霸道之功,在于破舊立新,在于集中力量,應對危局,在于爲更高階段的治理(或許包括王道)創造條件。豈可因其手段剛猛,便全然否定其于特定曆史關頭,護國安民、開創局面之不可或缺之價值?”
秦浩然這一番論述,引據經典與史實,邏輯清晰,層層遞進,既承認了王道的理想價值,又充分論證了霸道在特定曆史情境下的必要性與合理性。
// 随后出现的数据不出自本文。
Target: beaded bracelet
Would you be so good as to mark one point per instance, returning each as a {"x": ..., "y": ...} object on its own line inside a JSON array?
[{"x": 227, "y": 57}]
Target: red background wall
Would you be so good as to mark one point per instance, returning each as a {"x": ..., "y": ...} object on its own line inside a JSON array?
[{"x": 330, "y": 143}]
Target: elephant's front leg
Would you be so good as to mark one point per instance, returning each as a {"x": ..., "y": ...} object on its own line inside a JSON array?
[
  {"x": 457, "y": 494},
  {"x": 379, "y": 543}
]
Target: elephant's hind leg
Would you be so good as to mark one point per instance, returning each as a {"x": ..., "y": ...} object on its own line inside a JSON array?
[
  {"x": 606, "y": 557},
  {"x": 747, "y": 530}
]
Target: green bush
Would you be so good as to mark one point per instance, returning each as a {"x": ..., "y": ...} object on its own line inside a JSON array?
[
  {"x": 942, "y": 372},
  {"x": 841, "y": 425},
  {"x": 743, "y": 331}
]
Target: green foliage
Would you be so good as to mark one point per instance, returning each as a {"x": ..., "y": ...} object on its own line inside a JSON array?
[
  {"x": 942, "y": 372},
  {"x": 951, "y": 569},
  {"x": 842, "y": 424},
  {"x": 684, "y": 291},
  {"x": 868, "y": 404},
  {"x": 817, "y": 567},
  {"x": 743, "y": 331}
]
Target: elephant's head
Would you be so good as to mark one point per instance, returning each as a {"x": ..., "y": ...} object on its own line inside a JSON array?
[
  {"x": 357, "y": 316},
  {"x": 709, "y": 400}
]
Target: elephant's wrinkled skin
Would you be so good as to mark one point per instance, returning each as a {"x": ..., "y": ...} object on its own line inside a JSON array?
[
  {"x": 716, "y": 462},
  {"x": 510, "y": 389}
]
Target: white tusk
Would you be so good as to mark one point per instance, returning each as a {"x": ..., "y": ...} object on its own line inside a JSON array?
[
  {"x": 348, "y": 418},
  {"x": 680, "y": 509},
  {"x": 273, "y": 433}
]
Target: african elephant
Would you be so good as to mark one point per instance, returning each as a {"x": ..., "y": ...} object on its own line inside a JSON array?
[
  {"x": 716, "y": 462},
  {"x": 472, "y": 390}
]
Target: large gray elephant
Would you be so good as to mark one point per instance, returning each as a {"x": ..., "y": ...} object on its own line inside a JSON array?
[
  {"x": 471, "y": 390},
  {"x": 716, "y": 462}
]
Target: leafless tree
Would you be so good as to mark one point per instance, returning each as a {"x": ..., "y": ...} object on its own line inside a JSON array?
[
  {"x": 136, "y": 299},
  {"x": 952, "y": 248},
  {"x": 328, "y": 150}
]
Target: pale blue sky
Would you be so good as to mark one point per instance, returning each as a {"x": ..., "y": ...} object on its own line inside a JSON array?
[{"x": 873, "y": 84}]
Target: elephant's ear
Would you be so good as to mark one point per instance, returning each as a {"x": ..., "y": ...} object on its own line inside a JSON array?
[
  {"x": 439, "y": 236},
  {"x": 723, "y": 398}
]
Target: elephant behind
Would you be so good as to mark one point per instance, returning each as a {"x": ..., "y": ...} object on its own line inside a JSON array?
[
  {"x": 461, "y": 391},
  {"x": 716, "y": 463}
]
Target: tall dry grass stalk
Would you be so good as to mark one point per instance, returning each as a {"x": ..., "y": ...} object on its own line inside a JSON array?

并未将兩者視爲絕對對立,而是試圖闡明,它們或許是不同曆史階段、不同國家處境下的不同選擇,甚至可能是互補的。其最終目的,或許皆可通向天下安甯的境界。
秦思齊發言完畢,微微躬身,退回原位。
晴川閣内陷入了一片奇異的寂靜之中。隻有窗外江風吹拂艾草的沙沙聲,以及遠處隐隐的江濤聲。
衆人都在消化他這番與主流觀念有所出入,卻又言之成理、論之有據、難以輕易駁斥的論述。
許多學子面露沉思,先前對霸道的刻闆印象似乎有所松動。
評委席上,幾位考官相互交換着眼神,低聲議論,手指在案上輕輕敲點,顯然對這位年僅十一歲的沔陽少年,能如此深入地剖析霸道這一複雜概念,并将其與具體曆史現實緊密結合,展現出超越年齡的見識與思辨能力,感到十分驚訝與欣賞。
最終勝負,懸于評委一念之間。江風更疾,穿過軒窗,帶來江水微腥的氣息,也吹動了少年們額前的發絲和心中激蕩。